The idea of winning people over to your position by showing them its attractiveness is materially connected with another Gandhian notion that is often confusing to westerners, that of ahimsa or non-violence, it is true, but perhaps through an implicit threat of violence. Gandhi believed that it was wrong to direct violence against the opponent; if there was to be violence, it was better for satyagrahis to bear it themselves, and so cause it to be overcome. In practice, however, Gandhi often won his battles because he knew that a non-violent struggle was best designed to penetrate the proto-Christian conscience of Britain (he admitted that it probably would not work against the Nazis, for example). Another factor responsible for Gandhi’s success was the possibility of his dying from one of his fasts, the consequences of which terrified the administration! He valued ahimsa, then, as an instrument, not as a fundamental principle to which he would cling in all circumstances. By clinging to it, Gandhi won not merely India’s freedom but the respect of all who fight for justice.
Cultural Revolution
What did Gandhi achieve in India itself? The quick answer is that he set afoot a whole cultural revolution, curiously parallel to Mao’s, and decades before it. For this reason, the Marxist dismissal of Gandhi as a reactionary has always been puzzling.

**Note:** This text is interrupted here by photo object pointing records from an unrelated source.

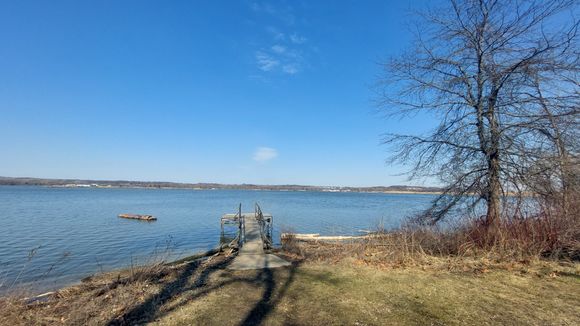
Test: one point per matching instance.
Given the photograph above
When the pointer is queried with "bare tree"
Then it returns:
(500, 77)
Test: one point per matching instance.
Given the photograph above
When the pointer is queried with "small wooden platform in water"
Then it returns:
(139, 217)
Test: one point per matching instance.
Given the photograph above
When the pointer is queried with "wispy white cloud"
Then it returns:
(266, 62)
(276, 34)
(290, 69)
(297, 39)
(286, 52)
(277, 48)
(264, 154)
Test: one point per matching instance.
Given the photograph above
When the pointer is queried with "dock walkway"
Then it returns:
(251, 254)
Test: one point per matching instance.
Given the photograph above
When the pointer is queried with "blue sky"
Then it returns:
(199, 91)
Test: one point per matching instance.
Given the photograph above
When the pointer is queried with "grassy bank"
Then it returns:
(316, 289)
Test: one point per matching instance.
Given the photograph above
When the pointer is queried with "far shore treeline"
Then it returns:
(10, 181)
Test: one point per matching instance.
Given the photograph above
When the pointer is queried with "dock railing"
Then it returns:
(265, 226)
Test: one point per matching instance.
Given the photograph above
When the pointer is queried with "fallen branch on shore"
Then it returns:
(318, 237)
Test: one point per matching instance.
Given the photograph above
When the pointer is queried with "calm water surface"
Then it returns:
(75, 232)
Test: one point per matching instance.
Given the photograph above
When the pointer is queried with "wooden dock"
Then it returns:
(255, 235)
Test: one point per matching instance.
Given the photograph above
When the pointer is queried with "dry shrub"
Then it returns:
(468, 244)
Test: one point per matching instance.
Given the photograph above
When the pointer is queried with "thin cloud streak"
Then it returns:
(264, 154)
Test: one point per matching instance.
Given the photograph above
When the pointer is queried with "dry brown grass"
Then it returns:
(335, 284)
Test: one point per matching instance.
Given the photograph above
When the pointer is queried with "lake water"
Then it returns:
(50, 237)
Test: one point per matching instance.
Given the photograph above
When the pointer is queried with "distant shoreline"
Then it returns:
(104, 184)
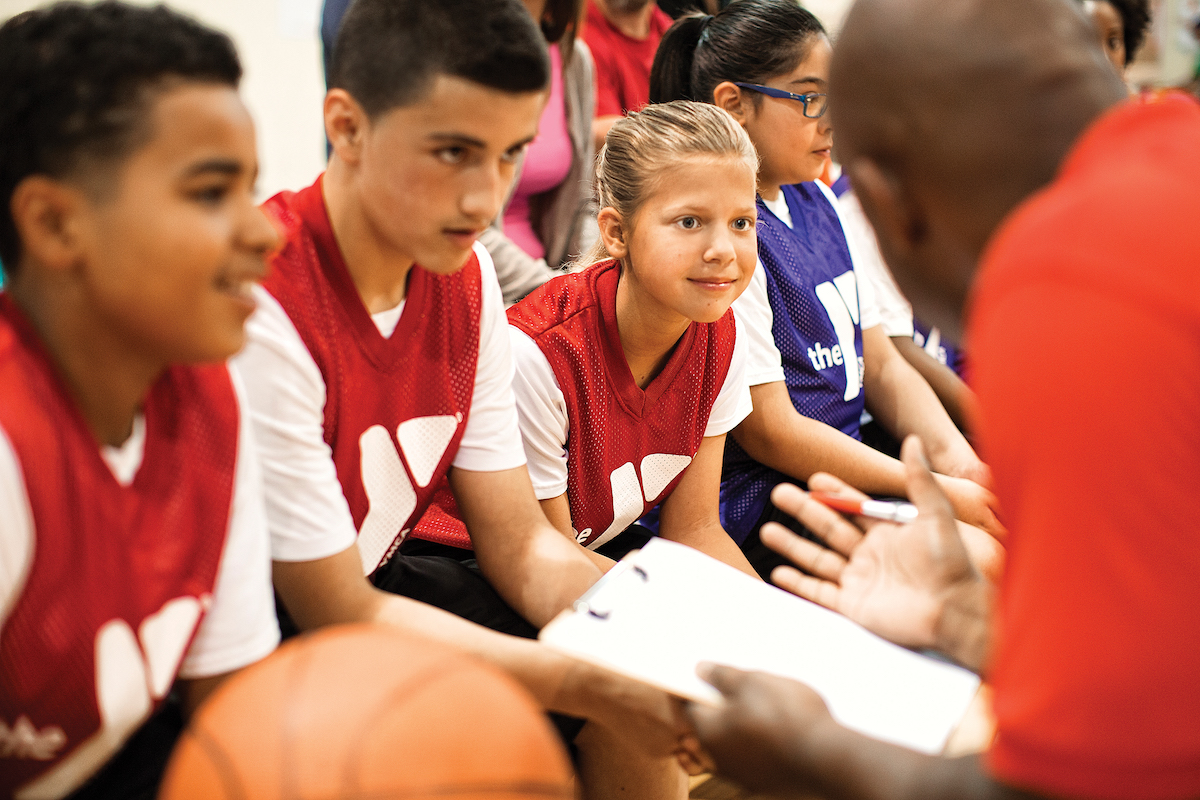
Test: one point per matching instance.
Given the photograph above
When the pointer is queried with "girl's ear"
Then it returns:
(612, 233)
(731, 98)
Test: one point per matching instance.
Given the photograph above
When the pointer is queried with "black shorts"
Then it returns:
(762, 558)
(459, 587)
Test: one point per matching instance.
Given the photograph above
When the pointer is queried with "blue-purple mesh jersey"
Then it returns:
(814, 299)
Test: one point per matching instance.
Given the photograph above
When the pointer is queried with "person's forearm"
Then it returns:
(532, 565)
(711, 540)
(965, 624)
(845, 765)
(801, 446)
(905, 404)
(951, 390)
(537, 668)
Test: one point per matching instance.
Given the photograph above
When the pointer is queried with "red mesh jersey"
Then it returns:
(120, 576)
(627, 449)
(395, 408)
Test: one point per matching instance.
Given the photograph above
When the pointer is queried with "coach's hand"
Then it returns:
(913, 584)
(763, 734)
(973, 504)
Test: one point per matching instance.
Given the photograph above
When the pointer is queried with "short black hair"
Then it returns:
(389, 52)
(76, 80)
(749, 41)
(1135, 20)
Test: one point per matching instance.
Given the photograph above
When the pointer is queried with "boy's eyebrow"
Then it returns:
(222, 166)
(459, 138)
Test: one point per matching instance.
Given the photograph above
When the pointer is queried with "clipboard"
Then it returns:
(667, 607)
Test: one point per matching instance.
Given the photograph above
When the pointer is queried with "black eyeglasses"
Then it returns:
(815, 103)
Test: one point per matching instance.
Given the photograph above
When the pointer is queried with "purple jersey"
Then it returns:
(814, 299)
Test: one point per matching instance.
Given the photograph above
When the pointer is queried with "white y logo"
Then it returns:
(130, 677)
(840, 300)
(390, 495)
(658, 471)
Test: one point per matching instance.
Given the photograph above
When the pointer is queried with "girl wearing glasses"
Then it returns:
(819, 355)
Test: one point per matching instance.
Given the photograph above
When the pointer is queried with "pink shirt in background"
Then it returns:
(546, 163)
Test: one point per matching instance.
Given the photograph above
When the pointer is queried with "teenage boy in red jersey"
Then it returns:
(133, 547)
(378, 366)
(1069, 214)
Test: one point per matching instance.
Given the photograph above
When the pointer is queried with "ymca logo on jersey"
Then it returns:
(132, 673)
(840, 301)
(630, 495)
(391, 498)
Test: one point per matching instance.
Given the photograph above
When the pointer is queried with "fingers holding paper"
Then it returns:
(761, 734)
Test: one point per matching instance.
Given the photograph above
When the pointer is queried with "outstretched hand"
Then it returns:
(901, 582)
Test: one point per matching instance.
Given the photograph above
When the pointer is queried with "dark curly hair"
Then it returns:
(1135, 20)
(388, 52)
(76, 82)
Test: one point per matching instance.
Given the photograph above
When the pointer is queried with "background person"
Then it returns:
(549, 221)
(623, 36)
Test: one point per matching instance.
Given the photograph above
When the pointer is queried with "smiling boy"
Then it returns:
(378, 367)
(133, 546)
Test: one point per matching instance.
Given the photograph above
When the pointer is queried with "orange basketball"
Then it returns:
(365, 711)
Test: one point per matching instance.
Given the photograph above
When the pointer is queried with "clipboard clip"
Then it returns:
(582, 606)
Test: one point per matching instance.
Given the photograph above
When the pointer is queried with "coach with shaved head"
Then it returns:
(1013, 184)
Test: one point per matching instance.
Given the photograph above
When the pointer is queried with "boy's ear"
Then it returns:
(49, 220)
(731, 98)
(346, 124)
(612, 233)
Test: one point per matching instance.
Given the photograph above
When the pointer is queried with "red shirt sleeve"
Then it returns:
(1090, 400)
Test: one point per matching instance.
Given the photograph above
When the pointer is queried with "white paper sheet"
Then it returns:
(669, 607)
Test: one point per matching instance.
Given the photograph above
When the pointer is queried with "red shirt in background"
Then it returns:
(1085, 336)
(622, 64)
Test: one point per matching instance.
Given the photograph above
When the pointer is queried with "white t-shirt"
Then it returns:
(765, 365)
(307, 512)
(240, 625)
(541, 409)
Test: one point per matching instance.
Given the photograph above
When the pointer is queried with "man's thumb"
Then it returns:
(922, 487)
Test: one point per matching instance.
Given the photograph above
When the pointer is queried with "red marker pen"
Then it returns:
(887, 510)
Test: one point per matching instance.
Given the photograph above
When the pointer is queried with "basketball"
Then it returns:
(365, 711)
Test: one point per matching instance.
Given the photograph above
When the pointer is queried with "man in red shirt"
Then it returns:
(1018, 155)
(623, 36)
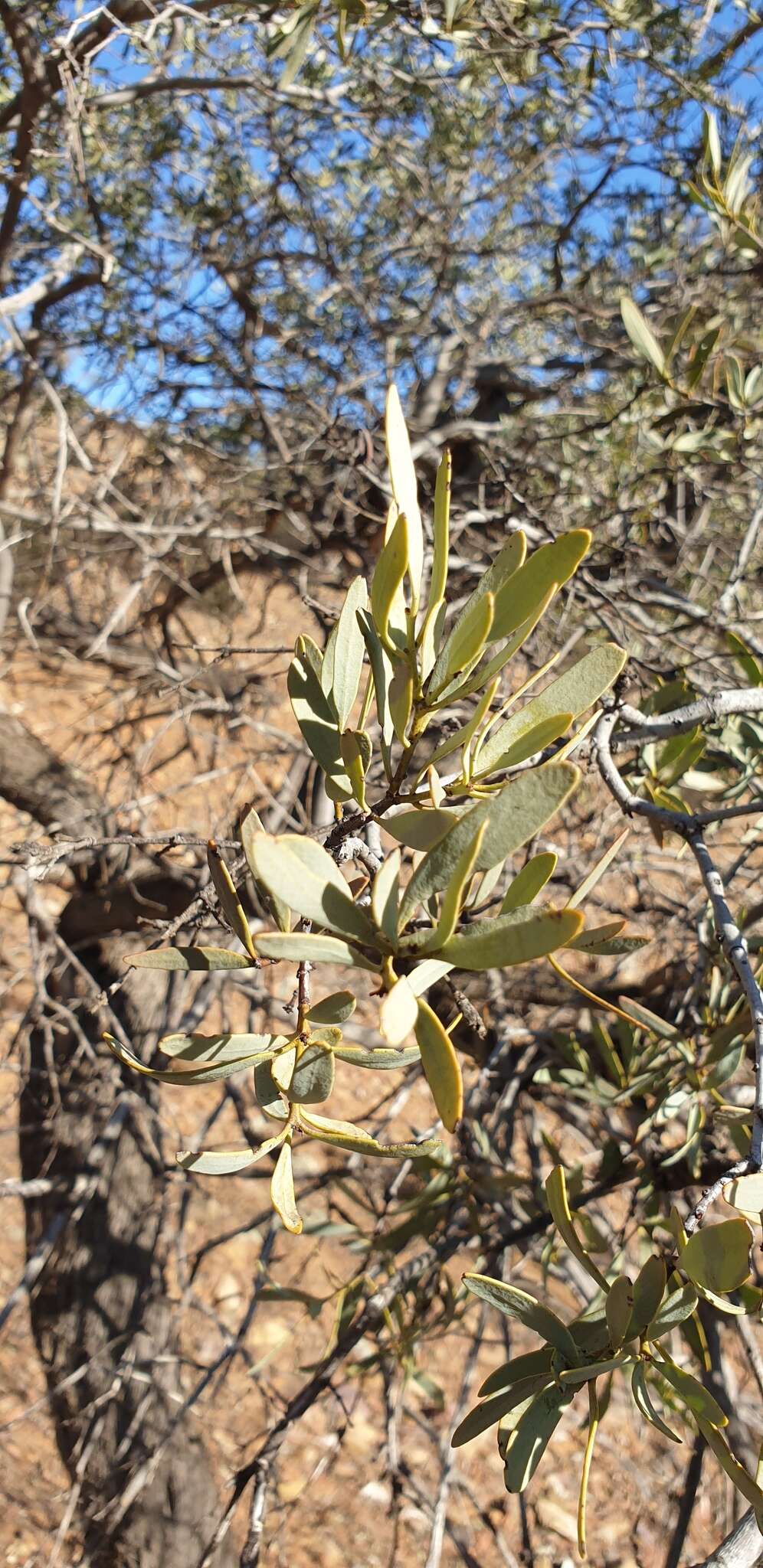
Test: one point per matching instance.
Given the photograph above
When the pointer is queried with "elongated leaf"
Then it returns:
(398, 1014)
(570, 694)
(514, 815)
(402, 479)
(558, 1201)
(674, 1310)
(511, 938)
(456, 893)
(388, 577)
(545, 570)
(225, 1162)
(316, 719)
(644, 1403)
(314, 948)
(305, 875)
(490, 1412)
(647, 1294)
(385, 893)
(335, 1008)
(523, 1307)
(718, 1258)
(532, 1436)
(534, 740)
(208, 1074)
(440, 1065)
(693, 1393)
(377, 1057)
(440, 547)
(218, 1048)
(641, 335)
(250, 825)
(528, 1364)
(529, 882)
(465, 643)
(281, 1192)
(187, 959)
(345, 1135)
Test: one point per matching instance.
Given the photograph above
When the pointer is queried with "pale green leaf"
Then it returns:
(440, 1065)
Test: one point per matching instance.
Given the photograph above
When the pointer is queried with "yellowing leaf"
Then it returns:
(716, 1258)
(440, 1065)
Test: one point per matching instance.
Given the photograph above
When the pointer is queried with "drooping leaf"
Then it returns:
(402, 479)
(314, 948)
(345, 1135)
(514, 815)
(398, 1014)
(526, 1310)
(542, 573)
(228, 897)
(225, 1162)
(490, 1412)
(440, 1065)
(529, 882)
(570, 694)
(335, 1008)
(303, 874)
(187, 959)
(316, 719)
(511, 938)
(532, 1435)
(281, 1192)
(718, 1258)
(559, 1204)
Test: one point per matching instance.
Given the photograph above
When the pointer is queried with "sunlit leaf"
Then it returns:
(440, 1065)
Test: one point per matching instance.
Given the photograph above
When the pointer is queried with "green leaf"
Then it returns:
(440, 1065)
(529, 882)
(316, 719)
(335, 1008)
(187, 959)
(570, 694)
(558, 1201)
(523, 1307)
(208, 1074)
(402, 479)
(456, 893)
(718, 1258)
(281, 1192)
(377, 1057)
(463, 645)
(532, 1435)
(644, 1403)
(674, 1310)
(385, 893)
(514, 815)
(619, 1310)
(544, 573)
(647, 1294)
(316, 949)
(218, 1048)
(303, 874)
(398, 1014)
(528, 1364)
(388, 577)
(643, 336)
(694, 1394)
(250, 825)
(511, 938)
(345, 1135)
(225, 1162)
(541, 736)
(490, 1412)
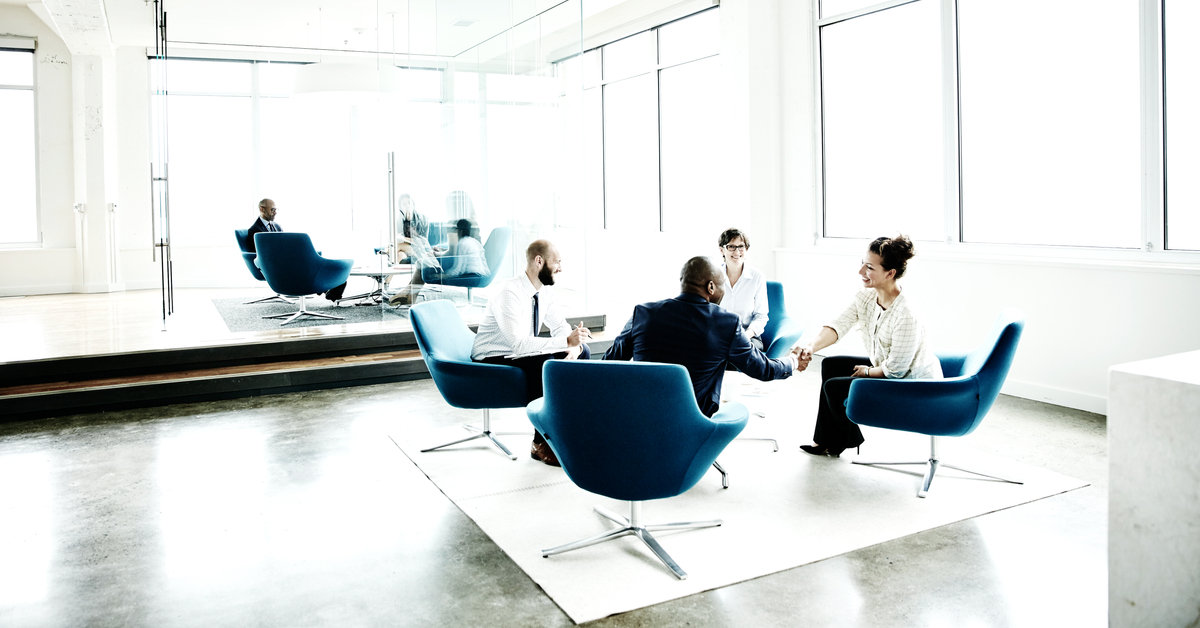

There are at least four major strands to Gandhi’s cultural revolution, which interpenetrate rather than merely entwine. The first and possibly most important strand is that Gandhi took a gentleman’s debating club (which is what the Indian congress was at that time) and developed it into India’s second genuinely mass movement.3 Con-comitantly, the national movement drew in women as equal partners – something which had been alien to Indian tradition for at least ten centuries, and probably more.4
Second, Gandhi altered our attitude to work. In my own life, my traditional attitude to work began to be changed from the time when my school encouraged us to participate in the Gandhian practice of Shramdaan (the donation of one’s labour) to prepare the ground for a vegetable patch in the school. It is self-evident that if communities do not work, they cannot eat; and it requires no great powers of observation to notice that in traditional Indian society physical work is despised by the upper castes and is something done only by the lower classes. These in turn naturally try to get away with as little as possible, especially when much of the fruit of it is going into the pockets of the upper caste anyway. Gandhi insisted that all volunteers who joined him had to do physical work and take their turn at cleaning the latrines – the sort of work which was usually reserved only for the lowest classes, whose condition and status Gandhi tried to improve, for example by drawing attention to the crucial importance of what they did, and calling them harijan (God’s own folk).
Though they did suffer the most, harijans were not the only groups who suffered from discrimination on grounds of caste in matters of food, drink and marriage, and even in ordinary everyday conversation. To this day, and in spite of Gandhi’s achievements, one can see the idiocy of traditional attitudes in the newspaper advertisements which seek suitable (arranged marriage) partners from the same sub-sub-caste! In encouraging people to eat and drink and work together, and even marry people from other castes, Gandhi defied tradition, and began to move into action a moribund and finely divided mass of people.